In the motion estimation phase, we begin by forming pairs of adjacent Gaussian marble sets, i.e. $[(\mathcal{G}^{a}_{12},\;\mathcal{G}^{b}_{34}),\;(\mathcal{G}^{a}_{56},\;% \mathcal{G}^{b}_{78}]$ ), where $a$ and $b$ denote whether a set appears earlier or later than its partner. Our goal is to learn a mapping for every Gaussian in $\mathcal{G}^{a}$ into every frame covered by $\mathcal{G}^{b}$ , and vice versa. To learn these motions, we will render $\mathcal{G}^{a}$ into frames covered by $\mathcal{G}^{b}$ and apply the gradient update only to the Gaussian trajectories in $\mathcal{G}^{a}$ , and vice versa.

More concretely, in the case of $\mathcal{G}^{a}_{12}$ , we start by extending the trajectories of the marbles, using a constant-velocity assumption: this results in an expanded trajectory, i.e.

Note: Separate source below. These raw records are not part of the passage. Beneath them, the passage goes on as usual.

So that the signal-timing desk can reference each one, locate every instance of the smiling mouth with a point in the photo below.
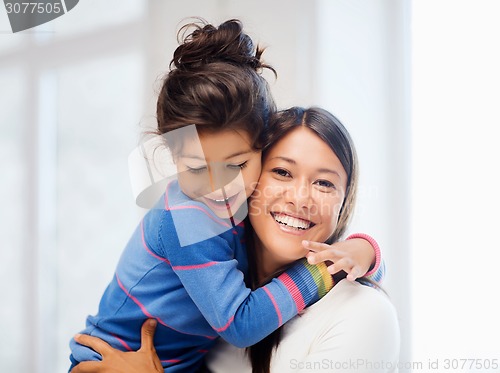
(292, 222)
(221, 204)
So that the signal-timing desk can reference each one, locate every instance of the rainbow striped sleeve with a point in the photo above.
(307, 283)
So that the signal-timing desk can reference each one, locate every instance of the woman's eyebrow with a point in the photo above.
(195, 156)
(242, 152)
(329, 171)
(319, 170)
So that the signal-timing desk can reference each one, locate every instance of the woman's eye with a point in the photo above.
(281, 172)
(325, 184)
(238, 166)
(196, 170)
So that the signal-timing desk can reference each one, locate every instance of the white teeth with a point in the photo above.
(291, 221)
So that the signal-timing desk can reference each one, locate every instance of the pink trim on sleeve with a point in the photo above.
(375, 246)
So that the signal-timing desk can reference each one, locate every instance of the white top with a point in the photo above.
(354, 328)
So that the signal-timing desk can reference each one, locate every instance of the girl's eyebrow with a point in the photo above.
(319, 170)
(238, 153)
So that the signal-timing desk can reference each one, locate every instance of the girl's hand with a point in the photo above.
(354, 256)
(144, 360)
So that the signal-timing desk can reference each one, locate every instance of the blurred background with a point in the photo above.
(417, 83)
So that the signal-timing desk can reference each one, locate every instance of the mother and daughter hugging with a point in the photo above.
(247, 243)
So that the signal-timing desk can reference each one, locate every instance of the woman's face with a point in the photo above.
(299, 196)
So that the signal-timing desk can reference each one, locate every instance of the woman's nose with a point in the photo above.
(299, 195)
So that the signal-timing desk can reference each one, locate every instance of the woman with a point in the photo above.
(306, 193)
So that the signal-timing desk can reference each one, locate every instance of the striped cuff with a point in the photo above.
(307, 283)
(375, 246)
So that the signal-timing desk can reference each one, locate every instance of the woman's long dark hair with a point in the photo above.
(333, 133)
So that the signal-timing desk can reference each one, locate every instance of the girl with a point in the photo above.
(195, 288)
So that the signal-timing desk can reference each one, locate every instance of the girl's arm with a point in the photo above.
(211, 276)
(145, 360)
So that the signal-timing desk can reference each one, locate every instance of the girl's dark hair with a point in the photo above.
(215, 82)
(333, 133)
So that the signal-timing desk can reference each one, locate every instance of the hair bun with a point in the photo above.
(207, 44)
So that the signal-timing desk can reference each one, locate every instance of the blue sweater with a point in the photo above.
(195, 291)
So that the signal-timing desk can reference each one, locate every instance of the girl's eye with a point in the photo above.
(238, 166)
(196, 170)
(281, 172)
(325, 184)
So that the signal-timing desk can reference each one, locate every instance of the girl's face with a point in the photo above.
(220, 169)
(299, 196)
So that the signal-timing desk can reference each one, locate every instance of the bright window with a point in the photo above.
(456, 95)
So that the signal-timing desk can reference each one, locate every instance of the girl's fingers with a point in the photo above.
(344, 264)
(354, 273)
(87, 367)
(95, 343)
(147, 334)
(332, 255)
(315, 246)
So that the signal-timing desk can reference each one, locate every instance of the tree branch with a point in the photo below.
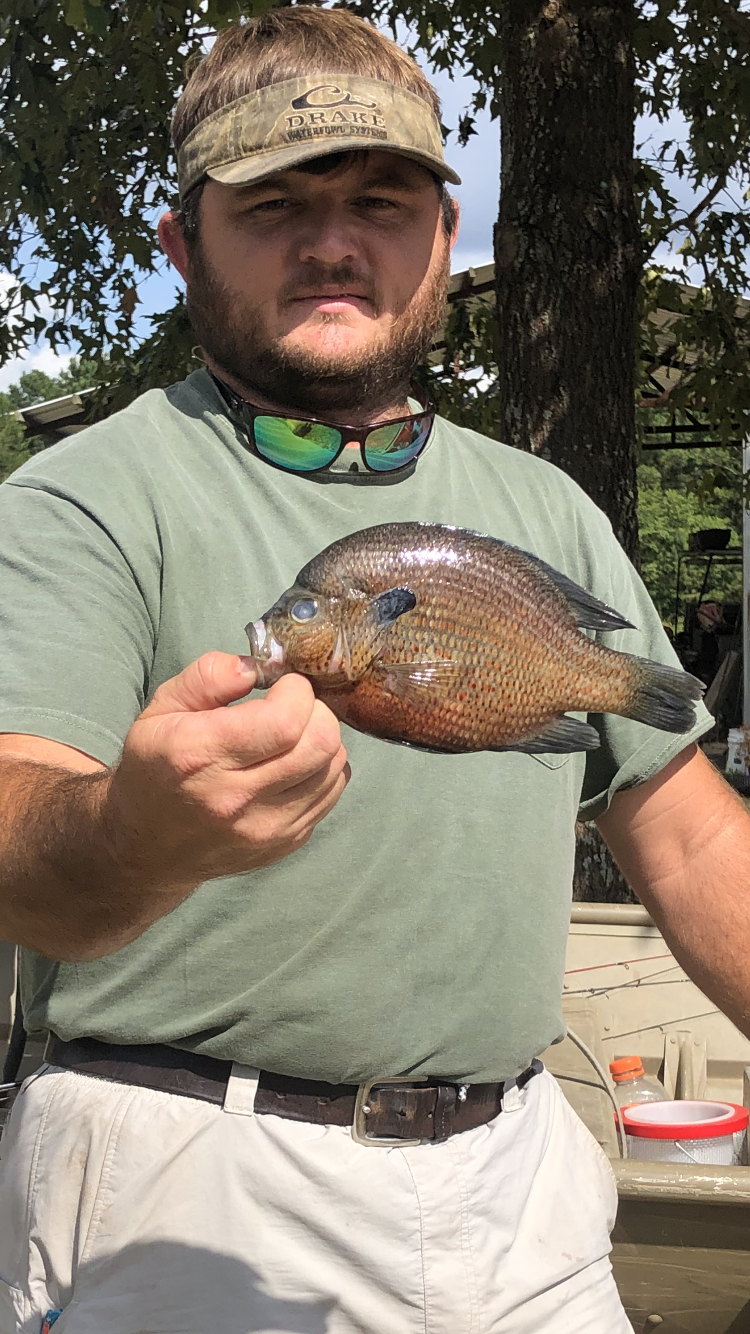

\Delta\textbf{X}=[\Delta\textbf{x}_{1},\Delta\textbf{x}_{2}]\;\;\to\;\;\Delta% \textbf{X}=[\Delta\textbf{x}_{1},\Delta\textbf{x}_{2},\Delta\textbf{x}_{3}^{% \text{init}}]

We then render $\mathcal{G}^{a}_{12}$ into frame $3$ , and compute our optimization objectives (to be described in the next subsection), and backpropagate gradient updates into $\Delta\textbf{x}_{3}$ , i.e. the translation into frame 3. We end this optimization after a fixed number of iterations, $\eta$ . We repeat this for each missing frame in the sequence, until we have a trajectory that covers all frames in $\mathcal{G}^{b}$ .

4.2.4. Merging

The result of motion estimation is that we have two sets of Gaussian marbles which reconstruct the same subsequence. In other words, each pair $(\mathcal{G}^{a}_{ij},\mathcal{G}^{b}_{ij})$ covers the same interval $[i,j]$ . Because they cover the same subsequence, we can trivially merge the pair by taking the union of all the Gaussian marbles, $\mathcal{G}_{ij}=\mathcal{G}^{a}_{ij}\cup\mathcal{G}^{b}_{ij}$ , yielding a set twice the size of the original sets. To avoid excessive computational burden, we drop Gaussians of low opacity and small scale, and additionally perform random downsampling, to keep the set size constant.

4.2.5. Global Adjustment Phase

After merging sets of Gaussian marbles, there is no guarantee that the new resulting set still satisfies our optimization objectives. Thus, we jointly optimize all Gaussian properties of the newly merged set. Specifically, for the new $\mathcal{G}_{ij}$ , we repeatedly randomly sample a frame within $[i,j]$ , and render all Gaussians into this frame, and we backpropagate gradient updates to Gaussian colors, scales, opacities, and trajectory offsets. We repeat this global adjustment for $\beta$ iterations.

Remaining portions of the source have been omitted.